Docs

Sponsorship rules

You can easily define rules around which transactions (User Ops) the paymaster should sponsor. This can be used to prevent abuse, progressively onboard users, and incentivize specific in-app actions.

You can set the following sponsorship rules

  • Global spend limits: Maximum gas cost (in USD) that you want to sponsor. This applies for the duration of the billing period (monthly).
  • Server verifier: This is a general-purpose check that can be used to define custom rules. Before a transaction is sent, it checks with an endpoint that you specify whether it should be sponsored or not.
  • Contract address restrictions: Use this if you want to sponsor transactions sent only to a specific set of contracts. Transactions sent to contracts outside this allowlist will remain unsponsored.
  • Chain restrictions: Use this if you want to sponsor transactions only on certain chains. If this is not set, transactions on all supported chains will be sponsored.
  • User lists: You can use this define allowlists or blocklists. Allowlists let you restrict sponsored transactions to transactions sent by a specific set of known accounts. Blocklists let you block bad actors from abusing your paymaster.
  • Admin accounts: These accounts are not subject to any sponsorship rule, all their transactions will be sponsored. Use this only with accounts that you control (eg. for testing purposes).

We highly recommend that you set sponsorship rules before your app goes live to prevent malicious actors from abusing your paymaster, which could lead to unexpectedly large bills.

Setting Sponsorship rules

You can easily set sponsorship rules by going to the configuration tab in the Account abstraction dashboard..To use them in your app all you need to do is pass your API key, and sponsorship rules will automatically be applied.

Setting up a server verifier

You can set up a server verifier by providing a URL that the paymaster will call before sponsoring a transaction. This allows for fine grained control over which transactions are sponsored.

The thirdweb infrastructure will send a POST request to the URL you specify with the following JSON payload:

// thirdweb will call your server with the following JSON body as a POST request
{
clientId: string; // the clientId that is making the request
chainId: number; // the chainId of the transaction
userOp: {
sender: string; // the address of the sender
targets: string[]; // the addresses of the target contracts or wallets
gasLimit: string; // the gas limit of the transaction
gasPrice: string; // the gas price of the transaction in wei
};
}

Your server should respond with a 200 and the following JSON payload:

// You should respond with the following JSON payload
{
isAllowed: boolean; // whether the transaction should be sponsored or not
reason: string?; // optional reason for why the transaction is not allowed
}

Note: for performance reasons, your server should respond within 5 seconds. If it takes longer, the transaction will be unsponsored.

FAQs

What happens if a limit is hit? Does the transaction fail or does it go unsponsored?

If a limit is hit the transaction will go unsponsored.
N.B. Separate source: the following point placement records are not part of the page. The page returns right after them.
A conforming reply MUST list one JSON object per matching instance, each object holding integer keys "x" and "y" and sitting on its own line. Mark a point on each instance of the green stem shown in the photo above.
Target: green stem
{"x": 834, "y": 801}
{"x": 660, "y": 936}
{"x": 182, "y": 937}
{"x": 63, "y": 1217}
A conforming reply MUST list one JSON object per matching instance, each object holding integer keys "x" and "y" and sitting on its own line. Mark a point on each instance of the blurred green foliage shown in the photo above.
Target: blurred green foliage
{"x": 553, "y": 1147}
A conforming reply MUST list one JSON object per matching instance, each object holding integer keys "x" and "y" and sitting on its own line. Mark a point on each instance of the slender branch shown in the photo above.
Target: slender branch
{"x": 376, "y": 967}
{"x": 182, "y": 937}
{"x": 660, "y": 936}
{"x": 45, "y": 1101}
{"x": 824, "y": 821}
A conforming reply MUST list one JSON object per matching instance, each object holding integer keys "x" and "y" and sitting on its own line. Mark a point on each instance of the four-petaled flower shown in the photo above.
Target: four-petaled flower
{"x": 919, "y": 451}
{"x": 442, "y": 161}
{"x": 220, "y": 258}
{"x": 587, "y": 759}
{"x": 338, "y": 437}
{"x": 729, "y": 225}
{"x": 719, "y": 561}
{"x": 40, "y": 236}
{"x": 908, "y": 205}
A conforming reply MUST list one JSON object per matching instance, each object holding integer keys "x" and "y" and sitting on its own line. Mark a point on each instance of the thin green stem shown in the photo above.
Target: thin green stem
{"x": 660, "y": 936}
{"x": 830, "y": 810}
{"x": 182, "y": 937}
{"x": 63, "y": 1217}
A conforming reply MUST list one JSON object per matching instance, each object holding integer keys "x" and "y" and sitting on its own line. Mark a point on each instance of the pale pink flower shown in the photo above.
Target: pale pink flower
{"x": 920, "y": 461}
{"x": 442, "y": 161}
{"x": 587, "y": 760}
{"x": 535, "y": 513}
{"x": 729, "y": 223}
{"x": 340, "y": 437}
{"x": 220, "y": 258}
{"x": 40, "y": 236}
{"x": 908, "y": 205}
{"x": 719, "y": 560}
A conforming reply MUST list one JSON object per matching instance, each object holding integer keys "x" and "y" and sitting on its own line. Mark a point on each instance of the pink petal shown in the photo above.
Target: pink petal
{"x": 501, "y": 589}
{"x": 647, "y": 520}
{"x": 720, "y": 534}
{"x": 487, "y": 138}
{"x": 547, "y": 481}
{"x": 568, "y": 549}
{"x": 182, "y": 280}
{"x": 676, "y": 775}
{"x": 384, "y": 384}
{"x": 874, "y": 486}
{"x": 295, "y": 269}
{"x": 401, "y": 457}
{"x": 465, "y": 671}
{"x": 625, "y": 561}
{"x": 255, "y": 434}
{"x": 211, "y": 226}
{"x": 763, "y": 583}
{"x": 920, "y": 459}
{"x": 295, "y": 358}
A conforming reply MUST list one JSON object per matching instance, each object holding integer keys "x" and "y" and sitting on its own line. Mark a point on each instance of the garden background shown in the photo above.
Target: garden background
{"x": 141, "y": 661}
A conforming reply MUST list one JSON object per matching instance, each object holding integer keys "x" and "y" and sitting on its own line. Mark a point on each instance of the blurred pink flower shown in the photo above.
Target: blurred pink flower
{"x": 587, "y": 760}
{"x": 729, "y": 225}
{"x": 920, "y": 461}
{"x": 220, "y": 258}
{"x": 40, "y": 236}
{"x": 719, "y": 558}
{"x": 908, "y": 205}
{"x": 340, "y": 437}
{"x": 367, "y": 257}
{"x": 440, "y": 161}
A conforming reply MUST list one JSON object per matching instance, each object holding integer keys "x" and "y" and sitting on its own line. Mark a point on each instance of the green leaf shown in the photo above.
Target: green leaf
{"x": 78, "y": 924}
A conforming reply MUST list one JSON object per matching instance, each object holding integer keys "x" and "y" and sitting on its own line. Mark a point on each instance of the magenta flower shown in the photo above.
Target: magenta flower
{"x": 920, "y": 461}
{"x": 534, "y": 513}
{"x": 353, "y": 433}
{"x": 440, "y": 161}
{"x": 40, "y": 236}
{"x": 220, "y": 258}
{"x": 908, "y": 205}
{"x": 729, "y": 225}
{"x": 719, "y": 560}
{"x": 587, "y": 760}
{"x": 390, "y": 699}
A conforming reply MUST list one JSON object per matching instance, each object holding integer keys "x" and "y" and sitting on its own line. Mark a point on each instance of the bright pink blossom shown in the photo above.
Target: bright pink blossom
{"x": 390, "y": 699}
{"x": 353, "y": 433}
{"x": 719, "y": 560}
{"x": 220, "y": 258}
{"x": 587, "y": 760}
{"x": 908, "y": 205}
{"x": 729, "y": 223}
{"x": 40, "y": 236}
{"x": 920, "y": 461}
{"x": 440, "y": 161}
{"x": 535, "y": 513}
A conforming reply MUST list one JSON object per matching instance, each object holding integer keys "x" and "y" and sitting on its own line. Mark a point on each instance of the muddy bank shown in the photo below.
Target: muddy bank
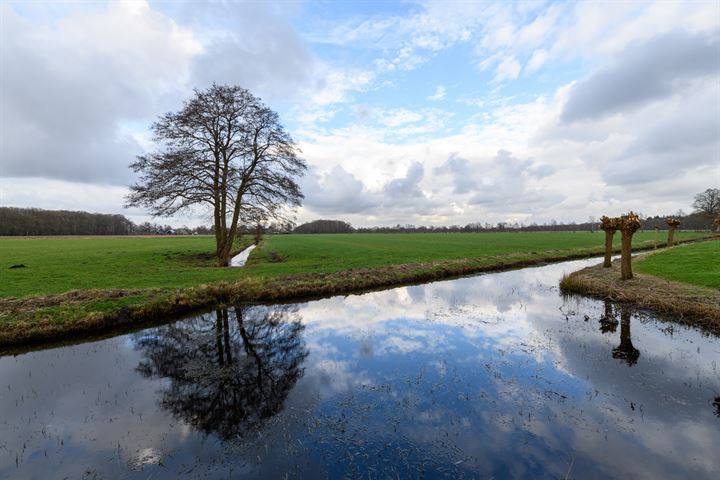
{"x": 687, "y": 303}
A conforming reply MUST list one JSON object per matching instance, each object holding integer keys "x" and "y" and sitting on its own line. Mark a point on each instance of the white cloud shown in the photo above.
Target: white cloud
{"x": 507, "y": 69}
{"x": 438, "y": 95}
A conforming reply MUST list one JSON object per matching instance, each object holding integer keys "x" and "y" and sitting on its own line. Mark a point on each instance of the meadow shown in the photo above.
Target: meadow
{"x": 60, "y": 264}
{"x": 78, "y": 286}
{"x": 697, "y": 264}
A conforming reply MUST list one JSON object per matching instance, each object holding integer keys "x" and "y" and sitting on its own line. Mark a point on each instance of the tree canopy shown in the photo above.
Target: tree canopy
{"x": 225, "y": 150}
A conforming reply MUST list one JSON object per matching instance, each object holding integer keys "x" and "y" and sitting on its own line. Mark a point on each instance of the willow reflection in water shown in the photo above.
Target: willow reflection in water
{"x": 490, "y": 376}
{"x": 228, "y": 375}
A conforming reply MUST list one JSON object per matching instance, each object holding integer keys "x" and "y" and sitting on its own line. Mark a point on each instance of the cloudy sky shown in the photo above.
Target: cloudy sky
{"x": 416, "y": 112}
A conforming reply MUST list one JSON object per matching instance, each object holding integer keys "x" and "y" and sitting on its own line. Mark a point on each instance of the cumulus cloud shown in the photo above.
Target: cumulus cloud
{"x": 438, "y": 95}
{"x": 643, "y": 73}
{"x": 70, "y": 92}
{"x": 406, "y": 188}
{"x": 337, "y": 191}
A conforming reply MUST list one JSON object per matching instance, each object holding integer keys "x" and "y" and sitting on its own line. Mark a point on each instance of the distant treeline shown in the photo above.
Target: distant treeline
{"x": 324, "y": 226}
{"x": 33, "y": 221}
{"x": 692, "y": 221}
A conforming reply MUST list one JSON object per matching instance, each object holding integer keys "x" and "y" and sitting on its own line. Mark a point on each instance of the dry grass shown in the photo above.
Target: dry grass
{"x": 682, "y": 302}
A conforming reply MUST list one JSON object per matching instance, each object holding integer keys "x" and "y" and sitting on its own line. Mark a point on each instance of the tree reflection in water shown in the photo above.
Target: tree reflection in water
{"x": 608, "y": 322}
{"x": 626, "y": 350}
{"x": 229, "y": 370}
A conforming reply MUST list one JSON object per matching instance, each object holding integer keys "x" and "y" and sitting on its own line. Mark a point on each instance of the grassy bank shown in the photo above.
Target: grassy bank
{"x": 686, "y": 289}
{"x": 122, "y": 281}
{"x": 698, "y": 264}
{"x": 61, "y": 264}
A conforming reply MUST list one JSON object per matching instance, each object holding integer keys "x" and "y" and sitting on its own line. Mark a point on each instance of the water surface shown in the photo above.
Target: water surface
{"x": 240, "y": 259}
{"x": 490, "y": 376}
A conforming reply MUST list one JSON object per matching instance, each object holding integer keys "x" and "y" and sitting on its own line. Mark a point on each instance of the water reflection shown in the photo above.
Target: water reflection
{"x": 608, "y": 322}
{"x": 491, "y": 376}
{"x": 228, "y": 371}
{"x": 626, "y": 350}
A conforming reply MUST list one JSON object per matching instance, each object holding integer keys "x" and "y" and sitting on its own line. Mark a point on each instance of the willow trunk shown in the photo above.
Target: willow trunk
{"x": 608, "y": 248}
{"x": 626, "y": 255}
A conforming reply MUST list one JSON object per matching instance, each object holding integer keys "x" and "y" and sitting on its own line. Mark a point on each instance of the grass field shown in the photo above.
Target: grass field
{"x": 682, "y": 282}
{"x": 61, "y": 264}
{"x": 698, "y": 264}
{"x": 74, "y": 286}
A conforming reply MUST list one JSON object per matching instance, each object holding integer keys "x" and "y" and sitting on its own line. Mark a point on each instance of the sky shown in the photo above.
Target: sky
{"x": 424, "y": 113}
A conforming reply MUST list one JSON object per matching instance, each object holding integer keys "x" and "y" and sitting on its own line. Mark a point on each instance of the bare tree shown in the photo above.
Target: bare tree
{"x": 673, "y": 224}
{"x": 707, "y": 203}
{"x": 227, "y": 150}
{"x": 628, "y": 225}
{"x": 609, "y": 225}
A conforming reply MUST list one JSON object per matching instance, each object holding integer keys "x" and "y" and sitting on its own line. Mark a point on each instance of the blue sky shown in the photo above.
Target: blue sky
{"x": 407, "y": 112}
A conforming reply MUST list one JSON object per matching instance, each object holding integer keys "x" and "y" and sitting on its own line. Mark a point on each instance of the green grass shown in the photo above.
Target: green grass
{"x": 698, "y": 264}
{"x": 61, "y": 264}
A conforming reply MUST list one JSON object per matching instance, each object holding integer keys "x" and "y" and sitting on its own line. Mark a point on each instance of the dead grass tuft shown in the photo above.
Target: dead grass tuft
{"x": 685, "y": 303}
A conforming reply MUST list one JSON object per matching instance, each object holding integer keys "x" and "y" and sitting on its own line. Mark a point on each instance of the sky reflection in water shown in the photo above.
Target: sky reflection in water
{"x": 494, "y": 375}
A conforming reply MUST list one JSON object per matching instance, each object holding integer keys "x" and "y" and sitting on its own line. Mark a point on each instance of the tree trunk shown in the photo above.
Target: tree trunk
{"x": 608, "y": 248}
{"x": 626, "y": 255}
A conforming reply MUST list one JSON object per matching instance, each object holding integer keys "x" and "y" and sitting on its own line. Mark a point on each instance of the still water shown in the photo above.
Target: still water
{"x": 490, "y": 376}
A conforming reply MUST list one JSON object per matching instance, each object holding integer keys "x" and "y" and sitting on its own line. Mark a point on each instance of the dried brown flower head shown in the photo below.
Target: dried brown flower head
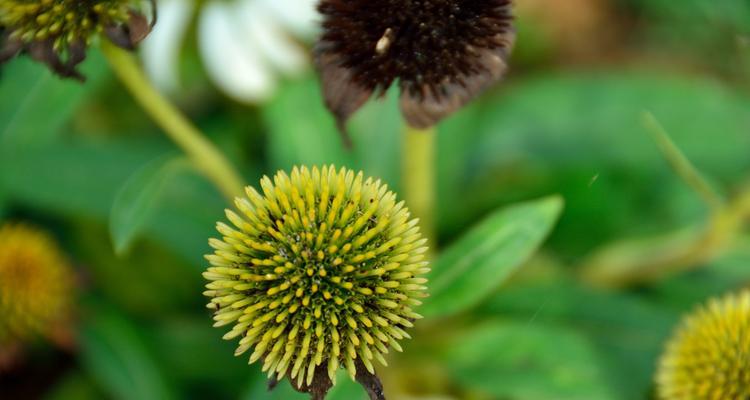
{"x": 57, "y": 32}
{"x": 443, "y": 53}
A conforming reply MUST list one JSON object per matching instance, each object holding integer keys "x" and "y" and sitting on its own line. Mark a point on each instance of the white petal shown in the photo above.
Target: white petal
{"x": 160, "y": 51}
{"x": 232, "y": 61}
{"x": 264, "y": 31}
If you are spinning up fresh accounts for users in your app, it is unlikely that the user accounts will hold any funds. You can catch the following out of funds error to gracefully handle this within your app AA21 didn't pay prefund.

What networks are sponsorship rules available in?

Sponsorship rules apply across all the networks that we support account abstraction in. You don't need to specify different rules for each network or each account factory as long as they use the same client ID. However, you can restrict sponsored transactions to specific networks if you choose to.

Will sponsorship rules work with third-party paymasters?

No, sponsorship rules will apply if you are using thirdweb's paymaster.

Pricing

Setting a server verifier requires your account to be on the growth plan. The other policies are free to use. There is no usage based pricing for policies.